The character becomes the actor, and the actor becomes the character. That’s the rule, the one that keeps great TV actors from ever truly shedding the characters that make them famous, the one that knits viewers closer to the people on the small screen than to their counterparts in the movies or anywhere else.
It’s a rule that’s helpful to keep in mind as we consider the only on-screen persona to ever break it successfully: A Different World’s Dwayne Wayne (Kadeem Hardison).
Now, I don’t want to diminish Kadeem Hardison’s role in building Wayne: he was funny, awkward, overconfident, fundamentally good — everything you wanted from Dwayne. His effortless chemistry with Lisa Bonet, Jasmine Guy, and Darryl Bell (who played Denise Huxtable, Whitley Gilbert, and Ron Johnson, respectively) were a big reason for ADW’s greatness. But the truth is that Hardison isn’t the first thing that comes to mind when you think of Dwayne Wayne.

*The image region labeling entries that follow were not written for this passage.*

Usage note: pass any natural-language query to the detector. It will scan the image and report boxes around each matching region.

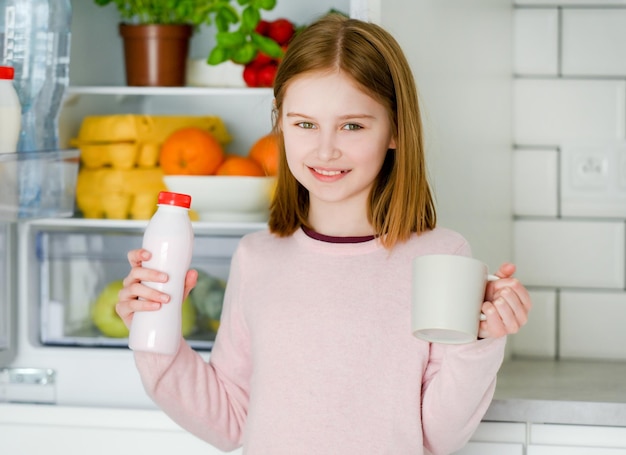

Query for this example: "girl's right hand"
[115,249,198,328]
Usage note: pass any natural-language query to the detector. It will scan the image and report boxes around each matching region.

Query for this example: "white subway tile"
[513,219,626,289]
[513,0,626,7]
[513,79,626,145]
[560,142,626,218]
[559,291,626,360]
[508,290,557,358]
[561,8,626,76]
[513,149,559,217]
[513,8,559,76]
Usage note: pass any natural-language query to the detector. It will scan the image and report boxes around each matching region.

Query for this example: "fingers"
[184,269,198,298]
[495,262,515,278]
[115,249,170,327]
[479,264,532,338]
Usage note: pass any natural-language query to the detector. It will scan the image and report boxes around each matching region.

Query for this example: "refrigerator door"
[0,222,17,367]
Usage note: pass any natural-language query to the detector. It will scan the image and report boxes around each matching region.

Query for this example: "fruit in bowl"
[163,175,275,222]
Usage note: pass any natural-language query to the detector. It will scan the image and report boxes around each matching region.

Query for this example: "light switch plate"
[561,142,626,218]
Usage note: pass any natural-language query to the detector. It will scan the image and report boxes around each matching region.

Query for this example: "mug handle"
[480,274,500,321]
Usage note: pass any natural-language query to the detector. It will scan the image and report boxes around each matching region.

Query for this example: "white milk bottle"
[0,66,22,153]
[128,191,193,355]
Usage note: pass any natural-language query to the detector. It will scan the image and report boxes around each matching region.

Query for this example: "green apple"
[189,270,226,332]
[91,280,196,338]
[91,280,128,338]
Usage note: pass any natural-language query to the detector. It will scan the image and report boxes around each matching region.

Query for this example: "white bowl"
[163,175,275,222]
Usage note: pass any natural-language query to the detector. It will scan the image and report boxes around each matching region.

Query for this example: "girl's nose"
[317,131,341,161]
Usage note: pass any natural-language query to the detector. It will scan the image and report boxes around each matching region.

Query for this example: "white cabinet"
[454,441,524,455]
[454,422,526,455]
[527,423,626,455]
[526,444,626,455]
[0,404,241,455]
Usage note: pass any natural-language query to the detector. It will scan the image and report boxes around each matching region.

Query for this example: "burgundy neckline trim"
[302,226,376,243]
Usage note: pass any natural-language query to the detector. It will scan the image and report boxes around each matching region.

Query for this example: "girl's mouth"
[310,167,350,177]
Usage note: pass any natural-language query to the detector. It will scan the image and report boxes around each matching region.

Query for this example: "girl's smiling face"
[279,71,395,235]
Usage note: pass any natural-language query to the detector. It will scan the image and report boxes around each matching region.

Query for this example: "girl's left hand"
[478,263,532,338]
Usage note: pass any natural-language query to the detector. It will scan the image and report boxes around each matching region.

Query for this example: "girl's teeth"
[315,169,341,175]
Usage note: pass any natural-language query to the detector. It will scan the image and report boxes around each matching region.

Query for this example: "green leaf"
[241,6,261,33]
[217,5,239,24]
[250,32,283,58]
[230,42,257,65]
[215,31,246,48]
[251,0,276,11]
[207,46,230,65]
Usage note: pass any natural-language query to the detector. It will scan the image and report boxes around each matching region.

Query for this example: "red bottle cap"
[157,191,191,209]
[0,66,15,80]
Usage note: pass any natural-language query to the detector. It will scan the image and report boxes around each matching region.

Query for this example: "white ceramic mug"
[411,254,498,344]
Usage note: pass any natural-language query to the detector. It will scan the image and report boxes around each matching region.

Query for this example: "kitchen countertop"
[484,360,626,427]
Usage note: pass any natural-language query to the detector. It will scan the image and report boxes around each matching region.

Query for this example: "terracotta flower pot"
[119,23,193,87]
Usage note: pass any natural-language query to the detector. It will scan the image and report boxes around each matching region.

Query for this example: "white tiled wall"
[511,0,626,360]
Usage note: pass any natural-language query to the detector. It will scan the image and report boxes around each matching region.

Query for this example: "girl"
[117,15,531,455]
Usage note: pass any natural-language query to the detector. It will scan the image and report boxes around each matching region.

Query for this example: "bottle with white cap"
[128,191,194,355]
[0,66,22,153]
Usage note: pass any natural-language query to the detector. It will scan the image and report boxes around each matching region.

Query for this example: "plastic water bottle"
[0,66,21,153]
[0,0,72,218]
[128,191,193,355]
[0,0,72,152]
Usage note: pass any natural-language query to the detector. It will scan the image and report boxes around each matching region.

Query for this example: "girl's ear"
[272,99,282,130]
[387,136,398,150]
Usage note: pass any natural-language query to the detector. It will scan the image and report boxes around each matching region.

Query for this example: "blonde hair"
[269,14,436,248]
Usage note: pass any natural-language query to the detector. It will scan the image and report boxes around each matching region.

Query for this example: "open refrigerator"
[0,0,366,455]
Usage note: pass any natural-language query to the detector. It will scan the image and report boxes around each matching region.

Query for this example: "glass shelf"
[66,85,272,96]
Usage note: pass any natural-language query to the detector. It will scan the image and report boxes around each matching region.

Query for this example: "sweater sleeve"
[135,248,252,451]
[422,337,506,455]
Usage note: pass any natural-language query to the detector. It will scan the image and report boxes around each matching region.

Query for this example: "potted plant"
[94,0,282,86]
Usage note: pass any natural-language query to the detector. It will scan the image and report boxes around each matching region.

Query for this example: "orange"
[159,127,224,175]
[248,133,278,175]
[215,155,265,177]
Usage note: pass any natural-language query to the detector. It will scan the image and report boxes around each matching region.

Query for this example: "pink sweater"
[136,228,505,455]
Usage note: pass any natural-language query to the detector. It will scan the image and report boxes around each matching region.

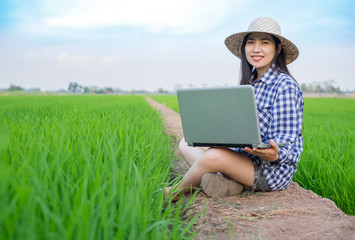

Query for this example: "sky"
[0,0,355,91]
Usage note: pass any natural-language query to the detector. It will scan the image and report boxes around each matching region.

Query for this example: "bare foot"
[164,187,180,202]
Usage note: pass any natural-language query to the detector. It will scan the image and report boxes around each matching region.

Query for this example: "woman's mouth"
[251,55,263,62]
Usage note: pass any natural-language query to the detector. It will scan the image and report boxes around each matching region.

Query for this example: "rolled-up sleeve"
[268,85,304,166]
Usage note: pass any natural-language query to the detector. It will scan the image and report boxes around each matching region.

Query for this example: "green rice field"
[153,95,355,215]
[0,95,197,240]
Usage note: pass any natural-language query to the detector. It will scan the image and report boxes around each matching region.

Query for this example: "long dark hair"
[240,33,296,85]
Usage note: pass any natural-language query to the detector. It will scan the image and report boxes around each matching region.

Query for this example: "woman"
[165,17,304,197]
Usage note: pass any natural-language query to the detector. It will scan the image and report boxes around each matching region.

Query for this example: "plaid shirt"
[235,67,304,190]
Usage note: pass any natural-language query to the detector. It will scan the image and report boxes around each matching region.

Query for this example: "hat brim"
[224,31,299,64]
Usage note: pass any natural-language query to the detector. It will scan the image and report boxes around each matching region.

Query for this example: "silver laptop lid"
[177,85,261,147]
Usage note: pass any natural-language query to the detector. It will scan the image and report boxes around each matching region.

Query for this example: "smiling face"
[245,33,281,79]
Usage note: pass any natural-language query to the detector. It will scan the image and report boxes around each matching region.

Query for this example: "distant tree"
[8,84,25,92]
[158,88,169,93]
[68,82,83,93]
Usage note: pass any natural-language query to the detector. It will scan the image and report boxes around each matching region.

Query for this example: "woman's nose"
[253,42,260,52]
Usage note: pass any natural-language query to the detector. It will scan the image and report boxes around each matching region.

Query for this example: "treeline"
[0,82,170,94]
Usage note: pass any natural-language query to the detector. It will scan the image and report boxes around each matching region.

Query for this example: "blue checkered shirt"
[235,67,304,190]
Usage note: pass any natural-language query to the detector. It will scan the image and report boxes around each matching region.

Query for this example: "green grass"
[0,96,194,239]
[153,95,355,215]
[294,98,355,215]
[150,95,180,113]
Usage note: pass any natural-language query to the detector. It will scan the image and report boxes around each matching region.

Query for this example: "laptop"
[177,85,288,148]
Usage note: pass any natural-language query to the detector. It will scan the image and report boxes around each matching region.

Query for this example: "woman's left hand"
[243,140,280,162]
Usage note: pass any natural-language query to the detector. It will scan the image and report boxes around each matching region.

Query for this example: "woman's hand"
[243,140,280,162]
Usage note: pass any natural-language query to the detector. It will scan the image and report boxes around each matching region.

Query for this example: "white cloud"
[46,0,242,33]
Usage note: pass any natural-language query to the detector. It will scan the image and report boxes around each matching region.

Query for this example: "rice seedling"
[0,96,194,239]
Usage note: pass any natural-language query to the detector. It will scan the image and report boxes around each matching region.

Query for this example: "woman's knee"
[199,148,224,171]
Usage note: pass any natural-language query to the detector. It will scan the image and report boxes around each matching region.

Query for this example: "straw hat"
[224,17,298,64]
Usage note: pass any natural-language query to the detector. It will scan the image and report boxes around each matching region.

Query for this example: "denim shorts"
[251,161,271,192]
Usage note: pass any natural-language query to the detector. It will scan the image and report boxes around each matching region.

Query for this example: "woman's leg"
[178,138,208,166]
[169,148,254,193]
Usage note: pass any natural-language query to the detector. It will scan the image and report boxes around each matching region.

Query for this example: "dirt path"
[147,98,355,240]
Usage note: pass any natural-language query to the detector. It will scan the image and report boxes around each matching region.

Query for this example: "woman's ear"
[277,43,282,54]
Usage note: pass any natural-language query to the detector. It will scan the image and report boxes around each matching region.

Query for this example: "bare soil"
[147,98,355,240]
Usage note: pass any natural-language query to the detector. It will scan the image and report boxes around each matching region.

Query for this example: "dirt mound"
[147,98,355,240]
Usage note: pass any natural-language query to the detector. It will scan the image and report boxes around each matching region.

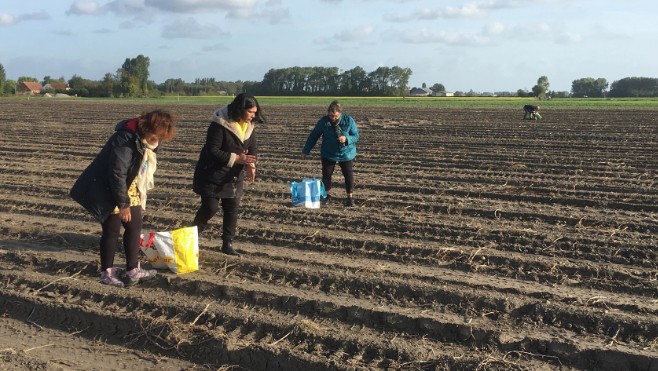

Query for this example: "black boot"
[222,240,240,256]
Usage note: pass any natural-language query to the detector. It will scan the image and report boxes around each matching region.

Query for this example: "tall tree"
[0,63,7,95]
[571,77,608,98]
[119,54,151,96]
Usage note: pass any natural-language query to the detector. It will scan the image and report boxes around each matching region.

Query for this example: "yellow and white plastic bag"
[139,226,199,274]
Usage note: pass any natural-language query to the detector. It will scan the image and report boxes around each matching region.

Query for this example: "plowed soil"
[0,99,658,370]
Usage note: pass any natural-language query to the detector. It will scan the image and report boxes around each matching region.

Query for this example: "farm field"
[0,99,658,370]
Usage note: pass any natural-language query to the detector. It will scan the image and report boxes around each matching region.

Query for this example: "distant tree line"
[0,55,658,99]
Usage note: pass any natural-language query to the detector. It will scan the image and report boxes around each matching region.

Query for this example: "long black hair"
[228,93,265,123]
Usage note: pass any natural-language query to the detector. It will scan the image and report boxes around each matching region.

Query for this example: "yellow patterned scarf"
[135,140,158,210]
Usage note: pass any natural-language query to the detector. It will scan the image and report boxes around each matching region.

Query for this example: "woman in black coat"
[193,93,265,256]
[70,110,176,286]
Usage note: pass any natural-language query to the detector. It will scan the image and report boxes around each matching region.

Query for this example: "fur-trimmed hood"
[212,105,254,142]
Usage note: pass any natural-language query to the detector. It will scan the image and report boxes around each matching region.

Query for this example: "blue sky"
[0,0,658,92]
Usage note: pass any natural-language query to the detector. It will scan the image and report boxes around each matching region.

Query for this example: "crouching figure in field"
[523,104,541,120]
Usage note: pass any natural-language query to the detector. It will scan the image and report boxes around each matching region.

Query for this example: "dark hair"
[137,109,177,141]
[228,93,265,123]
[327,100,343,114]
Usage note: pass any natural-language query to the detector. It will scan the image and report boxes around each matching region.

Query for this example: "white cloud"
[397,28,490,45]
[336,26,375,42]
[17,10,51,21]
[0,10,51,25]
[145,0,257,15]
[66,1,105,15]
[162,18,228,39]
[0,13,16,25]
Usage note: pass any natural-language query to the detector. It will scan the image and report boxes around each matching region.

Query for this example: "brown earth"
[0,99,658,370]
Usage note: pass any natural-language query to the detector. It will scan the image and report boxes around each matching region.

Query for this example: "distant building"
[409,88,433,97]
[16,81,43,95]
[43,82,70,91]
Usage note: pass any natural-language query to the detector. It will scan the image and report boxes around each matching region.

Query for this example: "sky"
[0,0,658,92]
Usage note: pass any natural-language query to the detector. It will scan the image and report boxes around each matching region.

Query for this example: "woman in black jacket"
[71,110,176,286]
[193,93,265,256]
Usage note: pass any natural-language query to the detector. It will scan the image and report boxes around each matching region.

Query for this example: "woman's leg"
[222,197,240,241]
[338,160,354,197]
[123,205,142,271]
[322,157,336,194]
[192,197,219,232]
[100,214,121,271]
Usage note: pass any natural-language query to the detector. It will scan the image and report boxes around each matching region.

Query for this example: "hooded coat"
[70,119,149,223]
[193,106,258,198]
[302,113,359,162]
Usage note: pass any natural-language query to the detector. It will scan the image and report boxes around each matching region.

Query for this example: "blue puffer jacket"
[302,113,359,162]
[70,119,144,223]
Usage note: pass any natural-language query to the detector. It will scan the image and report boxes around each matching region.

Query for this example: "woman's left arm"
[344,116,359,144]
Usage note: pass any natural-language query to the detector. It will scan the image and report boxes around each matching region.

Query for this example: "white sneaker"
[101,268,124,287]
[126,262,158,286]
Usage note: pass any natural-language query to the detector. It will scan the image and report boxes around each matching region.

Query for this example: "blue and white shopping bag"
[290,178,327,209]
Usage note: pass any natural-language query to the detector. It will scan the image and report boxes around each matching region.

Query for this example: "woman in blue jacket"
[70,110,176,286]
[302,100,359,206]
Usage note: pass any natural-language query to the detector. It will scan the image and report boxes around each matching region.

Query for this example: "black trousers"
[322,157,354,194]
[100,206,142,270]
[192,197,240,241]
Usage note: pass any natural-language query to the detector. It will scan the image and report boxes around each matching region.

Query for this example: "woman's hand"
[119,207,131,223]
[235,150,256,165]
[245,164,256,182]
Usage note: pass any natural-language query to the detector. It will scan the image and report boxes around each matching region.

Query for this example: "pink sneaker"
[101,268,123,287]
[126,262,158,286]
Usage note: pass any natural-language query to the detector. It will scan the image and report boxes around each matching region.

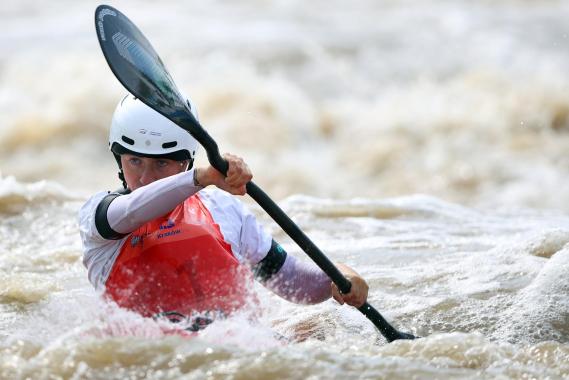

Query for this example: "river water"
[0,0,569,379]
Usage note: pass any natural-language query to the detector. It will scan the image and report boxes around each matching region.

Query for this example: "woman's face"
[121,154,188,191]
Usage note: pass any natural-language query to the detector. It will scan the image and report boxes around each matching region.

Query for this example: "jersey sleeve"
[79,191,124,289]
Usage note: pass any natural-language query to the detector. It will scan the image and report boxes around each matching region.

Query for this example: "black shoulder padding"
[253,240,286,282]
[95,192,127,240]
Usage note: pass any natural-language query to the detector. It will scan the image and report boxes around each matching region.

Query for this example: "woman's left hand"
[332,264,369,307]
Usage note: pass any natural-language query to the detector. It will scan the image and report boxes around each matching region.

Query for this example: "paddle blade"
[95,5,191,118]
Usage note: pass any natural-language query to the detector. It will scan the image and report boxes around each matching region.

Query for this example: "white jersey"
[79,170,330,303]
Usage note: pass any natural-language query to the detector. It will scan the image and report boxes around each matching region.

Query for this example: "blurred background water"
[0,0,569,379]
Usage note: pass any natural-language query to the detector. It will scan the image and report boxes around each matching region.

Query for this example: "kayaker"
[79,94,368,330]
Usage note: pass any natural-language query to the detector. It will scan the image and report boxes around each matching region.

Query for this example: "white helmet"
[109,94,199,162]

That distinction belongs, unshared, to an immortal pair of flip-up shades.
————Waves for days. 1980.
Man oh man. When I was a kid, between 9 and 14 or so, I was maniacal and singleminded in my pursuit of the perfect headful of waves. I’d learned the routine from my father: long, hot shower; too much pomade (my favorite was a waxy, inflexible monstrosity called Nu Nile); about 100 strokes of the hairbrush — 25 on each quadrant of the head; du-rag tied medium-tight, inside-out, line perfectly centered, cape tucked into a neat bun above the nape of my neck.
I’d wake up with the greasiest pillow — despite the du-rag — and the stiffest neck from trying not to move my head too much, trying not to thwart potential undulations of the near-scalp. I’d brush teeth, eat breakfast, get dressed — everything possible before the inevitable shedding of the rag. I always saved that for the very last moment before I left the house; my mom wouldn’t ever let me leave the house with it on.
Reflected in the square mirror in the small, orange-lit bathroom (third-floor apartment, the most Orthodox corner of Inwood) I’d see waves in horizontal stripes across the top of my head. My natural tight curls tamed, gummed up, laid flat. Same across the back, seen with the assistance of a compact my mom used for makeup.
I never could solve the problem of the sides.
Those waves were my pride and joy. Pretty much my reason, along with the Fugees, for living and breathing in the mid-90’s. Nobody rocks waves anymore, though. Looking back, it feels like the last vestige of black male shame of natural hair, a specter of the jheri curl.
I’d walk around school, brushing delicately between classes, cherishing the faint line running down my forehead that ensured my place in the world, such as it was. I’d think about my dad and me in the mirror (a bigger one) in Chicago, practicing and perfecting the wrist-curves that led to follicular success. About how it was a thing, one thing, that he’d left me to do.